In an Origins Symposium presentation on April 7, 2009, physicist Stephen Hawking stated his opinion about what humans may find when venturing into space, such as the possibility of alien life through the theory of panspermia: "Life could spread from planet to planet or from stellar system to stellar system, carried on meteors."[25]

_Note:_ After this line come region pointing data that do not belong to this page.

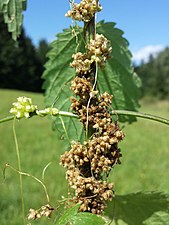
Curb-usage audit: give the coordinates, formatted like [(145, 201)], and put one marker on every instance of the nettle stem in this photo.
[(114, 112)]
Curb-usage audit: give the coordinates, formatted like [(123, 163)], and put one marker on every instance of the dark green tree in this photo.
[(20, 65)]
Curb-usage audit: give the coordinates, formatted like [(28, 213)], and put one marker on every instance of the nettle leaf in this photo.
[(73, 217), (116, 78), (58, 75), (150, 208), (12, 12)]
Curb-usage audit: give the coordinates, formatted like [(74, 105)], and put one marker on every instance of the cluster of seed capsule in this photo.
[(97, 51), (84, 11), (89, 163)]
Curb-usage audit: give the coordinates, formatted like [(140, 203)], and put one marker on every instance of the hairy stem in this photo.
[(114, 112), (142, 115)]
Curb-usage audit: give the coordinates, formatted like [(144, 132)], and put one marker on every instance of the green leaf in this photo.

** Directed panspermia concerns the deliberate transport of microorganisms in space to be used as introduced species on lifeless planets. Directed panspermia may have been sent to Earth to start life here, or may be sent from Earth to seed exoplanets with life.
Historically, Shklovskii and Sagan (1966) and Crick and Orgel (1973) hypothesized that life on Earth may have been seeded deliberately by other civilizations. Conversely, Mautner and Matloff (1979) and Mautner (1995, 1997) proposed that we ourselves should seed new planetary systems,
protoplanetary discs or star-forming clouds with microorganisms, to secure and expand our organic gene/protein life-form. To avoid interference with local life, the targets may be young planetary systems where local life is unlikely. Directed panspermia can be motivated by biotic ethics that value the basic patterns of organic gene/protein life with its unique complexity and unity, and its drive for self-propagation.
Belonging to life then implies panbiotic ethics with a purpose to propagate and expand life in space. Directed panspermia for this purpose is becoming possible due to developments in
solar sails, precise astrometry, the discovery of extrasolar planets, extremophiles and microbial genetic engineering. Cosmological projections suggests that life in space can then have an immense future.[1][2]